The original version of MaxDiff was made to work with individual-level analysis like this and PIE shares this extreme scalability: We can get good importance measures for individual respondents, entire populations or any subgroups of interest. That means that CX researchers can slice and dice the PIE importance results in any way required by their research objectives, without having to keep going back to rerun the model with subsets of respondents (as they would have to do if they derived importances via regression). 

Moreover, we know from research on “sparse” MaxDiff designs that even if we don’t show each attribute at least three times per respondent we can still get good sample-level or subgroup-level utilities by asking enough questions so that each respondent sees each attribute at least once (Chrzan and Peitz 2019). This means we could handle a PIE with 100 attributes by asking 20 questions each with five attributes and the “none.” CX research doesn’t usually require respondent-level importances, so we recommend this sparse-design strategy instead of requiring each item to appear three times per respondent, at least when we have more than 20 or so attributes. 

Other MaxDiff design technologies (something called Express MaxDiff) may even produce good sample and subgroup-level utility estimates when respondents see attributes less than one time, on average, and, like the “sparse” design strategy in MaxDiff, these can be applied to PIE as well. 

Of course, PIE does require some investment in questionnaire real estate: the PIE questions take respondents a bit longer to answer than do stated importance ratings (MaxDiff questions take about four times as long as importance ratings but PIE are simpler and should not take quite that long). CX researchers who want to know how to move the needle, however, should find this a small price to pay to get attribute prioritization they cannot get from importance ratings or from derived importances. 

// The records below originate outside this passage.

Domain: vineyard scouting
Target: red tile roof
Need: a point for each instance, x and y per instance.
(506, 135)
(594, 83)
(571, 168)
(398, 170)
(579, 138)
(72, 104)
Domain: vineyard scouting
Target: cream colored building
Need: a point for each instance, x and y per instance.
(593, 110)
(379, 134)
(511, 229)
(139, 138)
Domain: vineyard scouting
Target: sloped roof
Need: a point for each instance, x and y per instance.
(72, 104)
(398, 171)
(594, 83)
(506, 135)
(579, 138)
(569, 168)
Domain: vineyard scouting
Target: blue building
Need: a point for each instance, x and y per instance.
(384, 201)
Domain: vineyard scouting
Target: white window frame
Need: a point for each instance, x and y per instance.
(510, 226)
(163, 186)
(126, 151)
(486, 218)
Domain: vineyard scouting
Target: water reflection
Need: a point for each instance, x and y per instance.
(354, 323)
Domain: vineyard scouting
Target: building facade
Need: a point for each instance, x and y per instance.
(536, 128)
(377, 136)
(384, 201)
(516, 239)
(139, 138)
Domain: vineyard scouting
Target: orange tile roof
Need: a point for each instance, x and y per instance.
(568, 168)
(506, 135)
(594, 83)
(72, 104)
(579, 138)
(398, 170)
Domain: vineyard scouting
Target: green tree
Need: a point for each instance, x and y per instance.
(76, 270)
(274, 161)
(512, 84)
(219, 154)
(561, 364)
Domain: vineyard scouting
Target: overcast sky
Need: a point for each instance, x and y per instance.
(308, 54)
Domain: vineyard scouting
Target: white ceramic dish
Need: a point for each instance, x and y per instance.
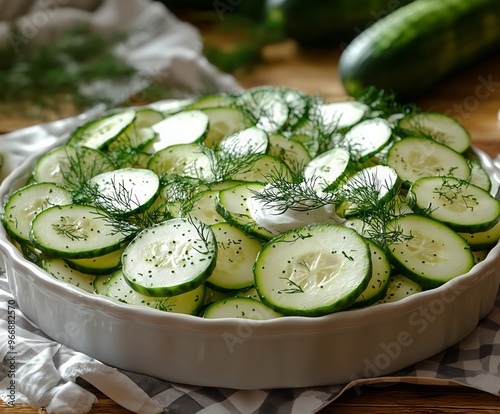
(286, 352)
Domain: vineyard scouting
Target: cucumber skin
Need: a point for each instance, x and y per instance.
(333, 20)
(419, 44)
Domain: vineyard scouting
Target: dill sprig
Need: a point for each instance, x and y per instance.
(296, 194)
(384, 104)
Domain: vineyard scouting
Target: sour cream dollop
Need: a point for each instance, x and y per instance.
(273, 218)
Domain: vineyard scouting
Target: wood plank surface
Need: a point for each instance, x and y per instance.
(473, 97)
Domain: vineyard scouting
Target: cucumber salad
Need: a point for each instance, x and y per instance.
(262, 204)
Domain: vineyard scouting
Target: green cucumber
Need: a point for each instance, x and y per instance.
(74, 231)
(416, 46)
(416, 157)
(437, 126)
(236, 254)
(170, 258)
(427, 251)
(462, 206)
(24, 204)
(100, 132)
(313, 270)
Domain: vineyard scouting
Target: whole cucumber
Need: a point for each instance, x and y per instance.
(323, 22)
(413, 48)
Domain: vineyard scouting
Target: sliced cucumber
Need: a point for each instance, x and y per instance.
(462, 206)
(202, 207)
(262, 168)
(292, 152)
(183, 159)
(101, 132)
(376, 184)
(427, 251)
(399, 288)
(380, 277)
(223, 122)
(71, 166)
(368, 137)
(237, 307)
(267, 106)
(75, 232)
(232, 205)
(24, 204)
(188, 303)
(126, 191)
(147, 117)
(249, 141)
(101, 284)
(327, 170)
(440, 127)
(99, 265)
(136, 139)
(483, 240)
(236, 254)
(313, 270)
(60, 270)
(181, 128)
(416, 157)
(170, 258)
(479, 176)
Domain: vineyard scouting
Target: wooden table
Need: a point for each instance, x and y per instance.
(477, 108)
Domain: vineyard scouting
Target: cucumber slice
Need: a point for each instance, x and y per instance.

Sensitive and discriminating 

CX researchers can avoid the serious problems that plague both stated importance ratings and derived importance analysis by using a performance improvement experiment. PIE involves experimentally designed questions which, upon analysis, produce extremely sensitive and discriminating measures of the attributes most able to improve the customer experience – the single most valuable goal of CX research. As a special case of MaxDiff, PIE shares many of the strengths of MaxDiff, namely its robustness and scalability, its flexibility, its familiarity to researchers and its implementation via readily available software. 

References

Bass, F.M. and Wilkie, W.L. (1973) “A comparative analysis of attitudinal predictions of brand preference.” Journal of Marketing Research, 10, 262–269. 

Beckwith, N.E. and Lehmann, D. (1973) “The importance of differential weights in multi-attribute models of consumer attitude.” Journal of Marketing Research, 10, 141–145.

Chrzan, K. and N. Golovashkina (2006) “An empirical test of six stated importance measures.” International Journal of Market Research, 48(6), 717-740.

Chrzan, K. and M. Peitz (2019) “Best-worst scaling with many items.” Journal of Choice Modeling, 30: 61-72.

Dawes, R.M. and B. Corrigan (1974) “Linear models in decision making.” Psychological Bulletin, 81: 95-106.

Reichheld, F.F. (2003) “The one number you need to grow.” Harvard Business Review, 81, 46-55.

Thorndike, E. (1920) “A constant error in psychological ratings.” Journal of Applied Psychology, 4: 25-29. http://dx.doi.org/10.1037/h0071663

Thurstone, L.L. (1927) “A law of comparative judgment.” Psychological Review, 34(4), 273–286.

Westbrook, R.A. (1980) “A rating scale for measuring product/service satisfaction.” Journal of Marketing 44(4), 68-72. 

Wilkie, W.L. and Pessemier, E.A. (1973) “Issues in marketing’s use of multi-attribute attitude models.” Journal of Marketing Research, 10, 428–441.